Reverso vol.32 no.60 Belo Horizonte set. 2010

 

D3@dúvidas.3 - um caso de fobia numa neurose obsessiva

 

D3@dúvidas.3 - a phobia in a case of obsessive neurosis

 

 

Messias Eustáquio Chaves

Círculo Psicanalítico de Minas Gerais

Endereço para correspondência

 

 


RESUMO

Este é um atendimento clínico, acontecido durante o ano de 1998, interrompido com seis meses de percurso, que o autor publica acreditando ser uma experiência clínica rica em seu conteúdo e que prova quanto aprendemos com os nossos pacientes. Trata-se de um caso de fobia, que estou nomeando como medo de errar (fobia de cometer erros e ser castigado), presente numa estrutura obsessiva, com manifestações de defesa repetidamente compulsivas. O desejo do analista não foi suficiente para conduzir o tratamento até o seu final.

Palavras-chave: Demanda, Clínica psicanalítica, Desejo do analista, Angústia, Fobia, Diagnóstico, Sintoma, Fantasia, Transferência, Sexualidade, Trauma, Recalque, Retorno do recalcado, Inconsciente, Repetição, Compulsão, Gozo, Neurose obsessiva.


ABSTRACT

This is a clinic consultation dued in 1998 wicht lasts only six months. The author believes that is a rich clinic experience that proves how much we can learn with ours patients. This case is about a phobia, named by myself as a mistake's fear (phobia to do something wrong and to be punished), that appears in a obsessive structure with a defense repeatedly compulsive. The analyst desire wasn't enough to lead the treatment until its end.

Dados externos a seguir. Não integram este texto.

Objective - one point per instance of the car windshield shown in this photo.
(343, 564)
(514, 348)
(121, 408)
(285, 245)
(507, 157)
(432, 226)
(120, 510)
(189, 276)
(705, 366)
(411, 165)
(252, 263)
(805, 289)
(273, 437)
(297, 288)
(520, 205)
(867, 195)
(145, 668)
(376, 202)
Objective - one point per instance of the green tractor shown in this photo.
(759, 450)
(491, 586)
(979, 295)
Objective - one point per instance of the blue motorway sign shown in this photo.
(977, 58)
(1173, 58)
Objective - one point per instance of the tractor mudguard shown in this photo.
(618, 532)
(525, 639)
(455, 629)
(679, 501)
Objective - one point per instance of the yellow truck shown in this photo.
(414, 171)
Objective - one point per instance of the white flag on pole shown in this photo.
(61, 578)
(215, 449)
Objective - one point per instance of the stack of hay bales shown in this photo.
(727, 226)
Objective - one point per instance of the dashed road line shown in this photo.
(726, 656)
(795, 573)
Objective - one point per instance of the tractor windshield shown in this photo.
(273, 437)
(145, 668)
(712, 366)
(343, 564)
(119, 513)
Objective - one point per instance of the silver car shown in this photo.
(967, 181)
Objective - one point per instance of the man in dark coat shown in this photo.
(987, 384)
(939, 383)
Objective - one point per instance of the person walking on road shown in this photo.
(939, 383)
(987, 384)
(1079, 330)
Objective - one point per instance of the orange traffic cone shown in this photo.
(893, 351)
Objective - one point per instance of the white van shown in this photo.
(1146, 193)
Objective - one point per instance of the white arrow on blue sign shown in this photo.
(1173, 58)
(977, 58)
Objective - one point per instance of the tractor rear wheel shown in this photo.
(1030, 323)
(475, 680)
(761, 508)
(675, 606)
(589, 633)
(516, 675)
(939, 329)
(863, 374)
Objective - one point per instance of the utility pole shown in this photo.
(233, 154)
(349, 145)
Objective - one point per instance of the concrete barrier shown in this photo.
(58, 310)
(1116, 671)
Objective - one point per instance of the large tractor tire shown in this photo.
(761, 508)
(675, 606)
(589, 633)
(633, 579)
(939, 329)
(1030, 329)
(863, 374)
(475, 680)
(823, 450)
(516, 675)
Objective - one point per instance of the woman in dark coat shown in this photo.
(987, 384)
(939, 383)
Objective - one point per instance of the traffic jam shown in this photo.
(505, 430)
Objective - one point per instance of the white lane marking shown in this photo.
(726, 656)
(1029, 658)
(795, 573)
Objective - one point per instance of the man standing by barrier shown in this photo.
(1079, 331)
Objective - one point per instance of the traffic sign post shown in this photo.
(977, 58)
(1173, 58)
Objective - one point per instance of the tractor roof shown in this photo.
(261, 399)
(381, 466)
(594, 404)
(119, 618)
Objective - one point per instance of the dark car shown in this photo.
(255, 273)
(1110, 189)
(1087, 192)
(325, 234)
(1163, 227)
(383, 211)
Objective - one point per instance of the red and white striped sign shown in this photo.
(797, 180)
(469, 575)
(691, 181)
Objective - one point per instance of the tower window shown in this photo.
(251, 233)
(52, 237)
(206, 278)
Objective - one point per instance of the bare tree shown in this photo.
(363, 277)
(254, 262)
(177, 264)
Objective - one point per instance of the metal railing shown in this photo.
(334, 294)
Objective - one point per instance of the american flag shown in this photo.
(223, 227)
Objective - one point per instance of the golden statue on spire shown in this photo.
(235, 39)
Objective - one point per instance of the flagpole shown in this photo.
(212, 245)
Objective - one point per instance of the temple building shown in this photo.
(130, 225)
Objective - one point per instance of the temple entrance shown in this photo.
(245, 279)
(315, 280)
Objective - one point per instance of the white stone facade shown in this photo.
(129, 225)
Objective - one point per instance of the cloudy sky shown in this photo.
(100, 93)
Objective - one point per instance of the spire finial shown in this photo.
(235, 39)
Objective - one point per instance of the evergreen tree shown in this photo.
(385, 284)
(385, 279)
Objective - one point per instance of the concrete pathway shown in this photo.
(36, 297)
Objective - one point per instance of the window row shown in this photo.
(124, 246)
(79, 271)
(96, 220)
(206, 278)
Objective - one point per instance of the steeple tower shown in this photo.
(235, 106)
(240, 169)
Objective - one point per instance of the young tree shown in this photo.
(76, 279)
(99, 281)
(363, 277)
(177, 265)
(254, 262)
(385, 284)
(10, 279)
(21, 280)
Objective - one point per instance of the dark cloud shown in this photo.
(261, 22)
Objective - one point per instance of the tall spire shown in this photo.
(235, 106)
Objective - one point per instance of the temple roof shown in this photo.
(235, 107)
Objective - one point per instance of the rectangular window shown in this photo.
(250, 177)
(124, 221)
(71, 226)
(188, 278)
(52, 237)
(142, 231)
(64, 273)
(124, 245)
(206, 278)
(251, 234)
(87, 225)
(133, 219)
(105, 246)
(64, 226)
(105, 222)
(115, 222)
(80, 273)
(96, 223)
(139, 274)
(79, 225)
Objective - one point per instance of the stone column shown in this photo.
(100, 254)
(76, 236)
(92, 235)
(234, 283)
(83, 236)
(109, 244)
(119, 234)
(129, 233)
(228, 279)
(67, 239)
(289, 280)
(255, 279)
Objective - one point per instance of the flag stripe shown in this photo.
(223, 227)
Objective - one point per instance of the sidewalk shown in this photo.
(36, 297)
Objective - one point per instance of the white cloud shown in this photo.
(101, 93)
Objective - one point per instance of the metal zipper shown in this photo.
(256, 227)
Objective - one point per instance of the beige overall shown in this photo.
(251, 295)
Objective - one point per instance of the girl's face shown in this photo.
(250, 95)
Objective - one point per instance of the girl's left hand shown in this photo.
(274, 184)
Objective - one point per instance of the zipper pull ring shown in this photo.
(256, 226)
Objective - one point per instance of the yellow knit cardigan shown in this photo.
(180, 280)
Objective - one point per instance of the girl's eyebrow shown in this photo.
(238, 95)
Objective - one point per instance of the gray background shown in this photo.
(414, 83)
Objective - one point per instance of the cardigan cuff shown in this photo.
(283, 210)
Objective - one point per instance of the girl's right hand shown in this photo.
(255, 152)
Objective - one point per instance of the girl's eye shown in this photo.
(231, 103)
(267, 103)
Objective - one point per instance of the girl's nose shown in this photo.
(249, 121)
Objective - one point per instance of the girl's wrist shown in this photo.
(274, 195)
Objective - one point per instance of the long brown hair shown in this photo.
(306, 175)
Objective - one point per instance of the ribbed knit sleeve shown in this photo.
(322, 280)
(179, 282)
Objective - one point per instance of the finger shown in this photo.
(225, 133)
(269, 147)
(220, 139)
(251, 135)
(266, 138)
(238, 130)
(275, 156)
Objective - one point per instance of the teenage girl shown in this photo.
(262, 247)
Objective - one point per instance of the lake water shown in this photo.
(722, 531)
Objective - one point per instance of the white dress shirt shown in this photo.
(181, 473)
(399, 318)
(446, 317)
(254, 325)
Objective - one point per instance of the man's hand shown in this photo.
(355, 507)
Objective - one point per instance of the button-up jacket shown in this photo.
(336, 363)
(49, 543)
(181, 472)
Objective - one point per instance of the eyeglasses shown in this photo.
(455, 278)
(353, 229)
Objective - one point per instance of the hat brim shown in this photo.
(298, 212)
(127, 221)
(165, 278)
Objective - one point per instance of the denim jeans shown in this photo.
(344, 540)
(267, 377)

Keywords: Demand, Psychoanalytical practice, Analyst's desire, Anxiety, Phobia, Diagnosis, Symptom, Unconscious fantasy, Transference, Sexuality, Trauma, Repression, Return of repression, Unconscious, Repetition, Compulsion, Excess enjoyment, Obsessive neurosis.


 

 

Introdução

Este caso clínico foi apresentado, pela primeira vez, na XVIII Jornada do CPMG, em 1999, com o nome de "Cavaleiro da Indecisão", procurando metaforizar, com este traço significante, a sua compulsão a duvidar. Oito anos mais tarde, eu lhe dei um novo nome, chamando-o de "Dúvidas.3" ou D3, para ressaltar a importância clínica de três fantasias que, graças ao trabalho analítico, este analisando veio a se lembrar e a dizer em diferentes sessões de análise. Para esta publicação, resolvi inventar o título D3@dúvidas.3, como pode ser visto acima.

 

Início do tratamento

Após o pedido de consulta, tendo sido recomendado ao tratamento analítico pelo médico de sua esposa, ele chega bem vestido, mostrando-se cordial, educado, polido, calmo, um homem de boa aparência. Respeitoso com o analista, chamando-o de doutor, de senhor, inicia a sua narrativa dizendo que anda "muito impaciente, ansioso, insatisfeito, inseguro, que acha muito difícil tomar uma decisão, porque fica cheio de dúvidas com as coisas que faz, não tem sossego, sentindo muito medo de errar, de ser repreendido, de perder o emprego e, principalmente, de cometer uma injustiça com um funcionário". Ele tem um cargo administrativo na empresa onde trabalha e diz que fica com muito medo de um funcionário cometer erros e a direção responsabilizá-lo pelo ocorrido. "Sou o chefe, então sou responsável pelos erros do meu pessoal. Sempre estou em dúvida e inseguro, quando tenho de tomar uma decisão. Às vezes penso que eu me transformei num homem seco, confuso, insatisfeito e dou muita importância a coisas que não têm um sentido".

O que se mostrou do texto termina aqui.